Le ronflement du réfrigérateur en sourdine mais toujours présent, une respiration, quelques grincements. Les petits plop irréguliers des pois-chiches qui baignent dans l’eau. Le tintement du four micro-onde, un ding soudain qui perce le presque silence. L’éclatement du blanc d’œuf qui projette le beurre fondu sur les parois de la poêle.
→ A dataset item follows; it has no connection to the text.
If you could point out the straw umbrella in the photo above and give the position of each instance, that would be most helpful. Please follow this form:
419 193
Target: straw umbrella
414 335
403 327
Les pas sur la latte du parquet, celle qui couine, juste devant le micro-onde. La porte qu’on ouvre, déclic – raclement de l’assiette sur le support de verre – la porte qu’on ferme, claquée. Le son clair du verre vide posé sur la table de bois, l’eau qui s’écoule de la carafe, clapotis ascendant. La chaise qui grince à l’assise. Le frottement du tissu remonté sur les avant-bras. Le va-et-vient du couteau sur l’assiette de grès, amorti d’abord puis crissant au contact. Le souffle à l’approche des lèvres pour ne pas se brûler, l’aspiration haletante, ce n’était pas assez. La mastication, bruits de succion et nourriture broyée. Le cliquetis de la cuiller en métal sur les bords en verre, puis le raclement du fond. Les pieds de la chaise, lourds, qui ripent sur le plancher sous la poussée des pieds. Dehors, un vrombissement de moteur grandit, grandit jusqu’au palier et coupe. Une portière claque. La poignée s’enclenche, la porte frotte sur ses gonds, laisse passer les trilles du rouge-queue et le craquement lointain des troncs broyés. Le vent vient du nord, de la scierie. La voix familière salue, les chaussures s’essuient avec insistance sur le paillasson. Du champ en contrebas montent le long mugissement des génisses. De l’étable résonnent les plaintes de leurs veaux. C’est la saison des séparations.
Merci pour ce beau texte où vous nous invitez dans un quotidien par la seule rencontre des sons.
plongée dans les micro mouvements de soi et des objets, un roman dont les héros sont les pois chiches qui baignent et le frottement des semelles sur le paillasson et… tout ce qui peuple et raconte l’intimité, la vôtre, la mienne… oui.